Latest observations of Fish
Fish don't receive as much attention as some other groups of wildlife. So unless you're an angler it may be a surprise to learn that there are around 280 different species of fish in our freshwaters, plus 24 alien fish species. There are many more in our coastal waters and seas, with estimates of about 2200 species.
To watch fish in the wild is of course a bit more difficult than for many land-based groups. Some species can be readily observed in shallow, clear waters such as chalk streams or the edges of lakes, or you may be lucky enough to see or catch salmon or trout.
Geographically most freshwater species are found in the hotter eastern portions of southern Africa, but the Fynbos Biome contains the highest proportion of endemics, and some ancient Gondwana links. Along the east coast, the Zambesi system has 134 species, the Limpopo 50, Phongolo 30, Tugela 12; in the west, the Cuneni has 66 species, the Orange 16, Olifants 10 and Berg 4. There are 8 endemics in the Olifants (80%), 6 in the Orange, 2 in Limpopo and 23 in the Zambezi (17%). Most of the Fynbos species are threatened on the IUCN Red List.

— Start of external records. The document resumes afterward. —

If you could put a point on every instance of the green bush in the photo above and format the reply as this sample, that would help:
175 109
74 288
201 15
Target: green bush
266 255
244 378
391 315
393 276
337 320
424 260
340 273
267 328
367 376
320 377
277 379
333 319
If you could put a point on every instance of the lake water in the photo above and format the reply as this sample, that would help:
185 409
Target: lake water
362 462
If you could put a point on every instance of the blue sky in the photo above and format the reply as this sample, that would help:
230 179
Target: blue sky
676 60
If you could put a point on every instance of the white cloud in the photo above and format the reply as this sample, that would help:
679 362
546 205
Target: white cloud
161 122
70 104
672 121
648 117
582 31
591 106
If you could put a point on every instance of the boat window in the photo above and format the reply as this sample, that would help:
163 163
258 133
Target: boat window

The largest freshwater families are the Barbs (Cyprinids) (40%) and Cichlids (17%), with “Barbus” being the largest genus (23%). The Fynbos genus Galaxias, a Gondwanan relict, may in fact comprise many new species.
For information on freshwater fishing, for which a licence is needed, see your local provincial conservation agency.
Important characters for identifying fish include their overall size, colour and shape, the number, shape and distribution of their fins (especially the fins on their back), and the presence or absence of 'barbels' (fleshy 'whiskers' near the mouth).
Useful links for the UK. South African links coming soon.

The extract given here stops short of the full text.